Forum Discussion

Brass Contributor

Aug 29, 2023

Solved

What is the recommendation about security measurement for logging from different IP addresses

Hi all, I have a question about MFA. When the managed devices travel to a different location, should we prompt for MFA? What is the best practice these days? I know it varies at different orga...

identity and access management

identity protection

security

elieelkarkafi
Aug 31, 2023
Slee6004 I suggest you check again with the DUO team as I remember there are some tweaks to perform from the Duo portal to prevent such behavior. I used to implement Duo with MFA long time ago and we added the sign in frequency from CA side and we define some similar settings from DUO side as well. hope this will help.

elieelkarkafi

MVP

Aug 30, 2023

Slee6004 the best practice is to create a conditional access policy to block all countries from accessing your cloud apps and exclude only your local country where your employees are located. in case you have some employees, who traveling outside the country, you can simply exclude the public IP where they are relocating or the country location where they are. also in the condition you can device to allow access if the user is connected from an Azure AD or Hybrid AD join device.

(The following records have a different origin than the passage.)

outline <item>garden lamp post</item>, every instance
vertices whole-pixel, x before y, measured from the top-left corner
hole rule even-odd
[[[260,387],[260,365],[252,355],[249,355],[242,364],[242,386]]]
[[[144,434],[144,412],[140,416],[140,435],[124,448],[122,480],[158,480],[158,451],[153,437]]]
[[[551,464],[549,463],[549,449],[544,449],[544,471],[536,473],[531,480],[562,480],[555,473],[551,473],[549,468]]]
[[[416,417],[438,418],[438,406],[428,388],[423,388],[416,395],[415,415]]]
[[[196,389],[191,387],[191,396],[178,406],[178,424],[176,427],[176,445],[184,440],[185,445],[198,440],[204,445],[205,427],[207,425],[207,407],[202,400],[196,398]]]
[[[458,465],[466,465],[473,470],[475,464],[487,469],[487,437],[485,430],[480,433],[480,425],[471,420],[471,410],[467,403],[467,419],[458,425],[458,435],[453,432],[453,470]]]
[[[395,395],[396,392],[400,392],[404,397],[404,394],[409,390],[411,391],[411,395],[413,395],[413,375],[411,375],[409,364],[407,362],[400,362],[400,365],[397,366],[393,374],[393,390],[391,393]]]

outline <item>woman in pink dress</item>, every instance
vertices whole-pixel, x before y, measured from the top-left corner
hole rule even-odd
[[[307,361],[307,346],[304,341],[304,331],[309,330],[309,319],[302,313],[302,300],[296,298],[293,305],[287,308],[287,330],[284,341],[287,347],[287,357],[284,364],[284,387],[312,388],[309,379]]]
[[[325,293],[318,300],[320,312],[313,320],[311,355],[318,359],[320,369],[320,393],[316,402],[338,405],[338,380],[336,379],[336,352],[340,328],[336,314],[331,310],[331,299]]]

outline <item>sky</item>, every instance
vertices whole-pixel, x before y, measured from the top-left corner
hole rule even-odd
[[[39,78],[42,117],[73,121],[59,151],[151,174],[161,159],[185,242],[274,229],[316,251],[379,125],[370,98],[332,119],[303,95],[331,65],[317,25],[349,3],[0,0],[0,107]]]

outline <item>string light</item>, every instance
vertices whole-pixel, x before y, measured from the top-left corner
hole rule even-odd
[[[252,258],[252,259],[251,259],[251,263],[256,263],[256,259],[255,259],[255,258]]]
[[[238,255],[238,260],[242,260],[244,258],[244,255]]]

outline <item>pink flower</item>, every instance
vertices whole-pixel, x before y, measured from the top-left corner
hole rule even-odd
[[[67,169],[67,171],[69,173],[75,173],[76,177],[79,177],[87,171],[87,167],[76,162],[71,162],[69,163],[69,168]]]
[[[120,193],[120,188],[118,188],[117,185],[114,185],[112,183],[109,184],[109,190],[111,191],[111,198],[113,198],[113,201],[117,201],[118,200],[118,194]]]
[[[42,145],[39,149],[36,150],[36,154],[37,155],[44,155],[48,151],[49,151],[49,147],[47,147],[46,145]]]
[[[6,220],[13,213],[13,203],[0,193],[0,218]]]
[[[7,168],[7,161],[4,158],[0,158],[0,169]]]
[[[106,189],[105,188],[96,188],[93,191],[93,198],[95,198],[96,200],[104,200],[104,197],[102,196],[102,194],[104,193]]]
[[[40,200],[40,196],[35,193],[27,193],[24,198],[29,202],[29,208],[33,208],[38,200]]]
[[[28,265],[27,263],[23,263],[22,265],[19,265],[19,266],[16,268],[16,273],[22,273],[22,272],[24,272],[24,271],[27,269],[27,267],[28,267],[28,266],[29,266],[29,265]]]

the conditional access policy is not enabled by default, it is a setting that you can force within the CA policy in case you need your users to be evaluated and enforced near real time.

Key benefits

User termination or password change/reset: User session revocation is enforced in near real time.
Network location change: Conditional Access location policies are enforced in near real time.
Token export to a machine outside of a trusted network can be prevented with Conditional Access location policies.

Slee6004

Brass Contributor

Aug 31, 2023

Thank you, eliekarkafy for your feedback. As you suggested, we have trsuted location configured and block all countries except the one we are located. But with DUO MFA as the custom control, it prompts all the time even though users don't require it. It's all due to one of our CA policies (all apps from all users at all locations except trusted ones require DUO MFA. There is nothing wrong with it except extra MFA prompts cause MFA fatigue. These extra prompts are the one our security team has more concerns than devices have changed location so is willing to not prompt for location changes. This concept is different from what I have learned about security practices so just wanted to have some suggestions from the community.

Thanks again for your information. Appreciate it!

Sally

elieelkarkafi
MVP
Aug 31, 2023
Slee6004 I suggest you check again with the DUO team as I remember there are some tweaks to perform from the Duo portal to prevent such behavior. I used to implement Duo with MFA long time ago and we added the sign in frequency from CA side and we define some similar settings from DUO side as well. hope this will help.
- Slee6004
  Brass Contributor
  Aug 31, 2023
  Wow, that's really helpful! We will check with DUO and see if they can offer some help. Really appreciate your sharing experiences with us. Thank you once again!!!!